The box (Compaq Presario with Celeron 1.7 ghz, 384 MB RAM, 80 GB HDD), very appropriately name LAGGBOXX, was already running Windows XP SP2, with a hillbilly install of XAMPP, Peerguardian and uTorrent, crudely daemonized to meet my webhosting and Bittorrenting needs. I was many times the subject of many lulz for running a webserver on Windows, for security issues and shit, and the only response I could give to that was that I was that my n00b of a sister was using the box for browsing the j00tubes at the same time that I used it as a server. Plus, using windows was a just a pain in general : SMB shares were unprotected, I couldn't manipulate my htdocs folder as easily as in Linux, because of the absence of bind partitions, and it just sucked in general.
The inadequacy of Windows as a server, coupled with my boredom and the taunting presence of Fedora installations CDs right beside me led me to undertake the task of installing Linux and all types of crap on it, as to make it THE server available from the internet. For very long, I have had my services scattered about on 5 boxes around my land, but this system being the strongest system that I had potentially full access to, I decided that it would host pretty much every service imaginable. Basically, I would be turning the box into my very own workhorse and gateway to the internet.
My original plan was the following: to install some half-assed webserver package (again, XAMPP comes into play), outfit that with some console or deamon bittorrent client that comes with a WebUI, so that I can easily manage my torrents from any PC with an internet connection. I would the completed torrents directory of my bittorrent client to the /torrents directory of my webserver, all that protected with either a special Apache config, or plain old static .htaccess file. Slap an entry to make it SMB accessible, for easy LAN retrieval of my files, and you've got a system that fully leverages the speed of Bittorrent downloads and the methods of retrieval that we know and love: CIFS and HTTP.

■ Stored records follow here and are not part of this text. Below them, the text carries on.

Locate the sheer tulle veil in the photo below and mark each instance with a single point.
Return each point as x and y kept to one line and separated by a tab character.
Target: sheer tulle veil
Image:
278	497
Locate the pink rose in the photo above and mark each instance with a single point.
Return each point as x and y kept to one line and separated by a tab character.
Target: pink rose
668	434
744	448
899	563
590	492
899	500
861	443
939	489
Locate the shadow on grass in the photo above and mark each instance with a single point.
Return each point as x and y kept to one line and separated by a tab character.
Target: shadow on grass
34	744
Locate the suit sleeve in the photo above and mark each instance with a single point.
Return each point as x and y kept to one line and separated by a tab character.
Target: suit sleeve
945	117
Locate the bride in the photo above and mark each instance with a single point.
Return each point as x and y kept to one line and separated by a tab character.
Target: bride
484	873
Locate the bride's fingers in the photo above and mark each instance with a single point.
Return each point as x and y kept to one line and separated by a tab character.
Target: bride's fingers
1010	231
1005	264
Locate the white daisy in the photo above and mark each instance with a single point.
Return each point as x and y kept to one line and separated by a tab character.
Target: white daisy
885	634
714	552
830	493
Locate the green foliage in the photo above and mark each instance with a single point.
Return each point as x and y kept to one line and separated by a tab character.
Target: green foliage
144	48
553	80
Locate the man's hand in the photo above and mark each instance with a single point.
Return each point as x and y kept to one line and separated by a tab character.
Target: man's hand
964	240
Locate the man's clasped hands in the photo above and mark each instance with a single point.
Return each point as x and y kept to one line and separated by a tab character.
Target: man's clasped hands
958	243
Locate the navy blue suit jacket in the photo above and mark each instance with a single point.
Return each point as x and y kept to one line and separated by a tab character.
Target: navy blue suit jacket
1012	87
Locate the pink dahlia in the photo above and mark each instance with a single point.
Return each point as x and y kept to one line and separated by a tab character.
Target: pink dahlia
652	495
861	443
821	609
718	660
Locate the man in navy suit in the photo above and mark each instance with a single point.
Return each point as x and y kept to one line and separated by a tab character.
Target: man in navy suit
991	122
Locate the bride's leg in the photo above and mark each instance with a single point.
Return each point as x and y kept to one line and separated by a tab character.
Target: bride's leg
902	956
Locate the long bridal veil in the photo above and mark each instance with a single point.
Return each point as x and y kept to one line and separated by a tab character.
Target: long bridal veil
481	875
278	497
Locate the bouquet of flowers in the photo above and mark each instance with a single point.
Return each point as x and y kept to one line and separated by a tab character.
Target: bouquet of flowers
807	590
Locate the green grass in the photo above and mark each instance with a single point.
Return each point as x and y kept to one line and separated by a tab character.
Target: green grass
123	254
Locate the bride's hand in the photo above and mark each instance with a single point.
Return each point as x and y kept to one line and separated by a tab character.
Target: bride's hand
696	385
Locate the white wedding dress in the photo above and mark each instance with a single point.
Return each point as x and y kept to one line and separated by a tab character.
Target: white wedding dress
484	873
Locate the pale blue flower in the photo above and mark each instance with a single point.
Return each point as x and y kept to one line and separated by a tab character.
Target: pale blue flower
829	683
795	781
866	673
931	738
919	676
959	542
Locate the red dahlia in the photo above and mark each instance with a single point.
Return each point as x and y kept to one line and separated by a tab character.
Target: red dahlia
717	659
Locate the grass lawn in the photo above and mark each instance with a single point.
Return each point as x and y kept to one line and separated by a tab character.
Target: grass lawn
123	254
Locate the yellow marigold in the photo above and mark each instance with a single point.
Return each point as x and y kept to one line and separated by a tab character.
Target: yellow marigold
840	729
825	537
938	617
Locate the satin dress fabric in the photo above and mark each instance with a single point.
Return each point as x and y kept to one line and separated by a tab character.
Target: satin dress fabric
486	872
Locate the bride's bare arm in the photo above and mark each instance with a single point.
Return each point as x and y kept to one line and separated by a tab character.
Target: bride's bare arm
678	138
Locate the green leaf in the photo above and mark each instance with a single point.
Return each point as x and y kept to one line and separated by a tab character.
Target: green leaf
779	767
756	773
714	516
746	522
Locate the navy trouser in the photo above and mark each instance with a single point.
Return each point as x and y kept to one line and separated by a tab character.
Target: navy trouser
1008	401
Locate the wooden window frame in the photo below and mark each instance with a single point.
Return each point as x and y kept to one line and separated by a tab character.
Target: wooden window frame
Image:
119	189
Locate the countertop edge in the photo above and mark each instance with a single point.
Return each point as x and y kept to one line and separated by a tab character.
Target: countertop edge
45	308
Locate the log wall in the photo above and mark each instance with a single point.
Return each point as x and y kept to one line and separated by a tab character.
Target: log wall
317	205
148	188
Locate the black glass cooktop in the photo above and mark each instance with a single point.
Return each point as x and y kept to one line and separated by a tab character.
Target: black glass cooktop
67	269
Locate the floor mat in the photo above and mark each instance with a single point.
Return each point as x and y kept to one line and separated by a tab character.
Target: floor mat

Pretty much everything turned out to work just fine, to the exception of finding a daemonized bittorrent client with a web UI, which led me to find an even better solution: Torrentflux. Torrentflux is a PHP powered bittorrent client, which means that it doesn't just have a PHP interface available for it, but it's web interface is the only one available. Althought it doesn't have the full range of features that say... uTorrent has, it still remains a pretty cool little client. It's user system means that I can give some accounts out to my buddies, and with the web integration, I can let them download their files once it's finished. The result is a neat solution that doesn't rape the system resources that my laptop has. The fact that the client is contained in only a couple of PHP files means that it only takes up some place in my htdocs folder, and that it doesn't need a specific entry to rc.whatever files to run, since the only thing it does is hijack Apache and PHP modules. This also means that I don't need to access the torrent WebUI on a seperate port, just a sub-directory will do, which means less ports open, easier access, less logistics to worry about, etc etc etc.
Other than that, this little project has given me an awesome idea: a complete one click, interactive, uber-noob friendly install script that could make my sister capable of installing XAMPP, and with a little bit more research, maybe even the whole package including SMB share setup, one touch Torrentflux install, etc. For now, I'm working on a XAMPP only setup script, but expect the other scripts in a near future.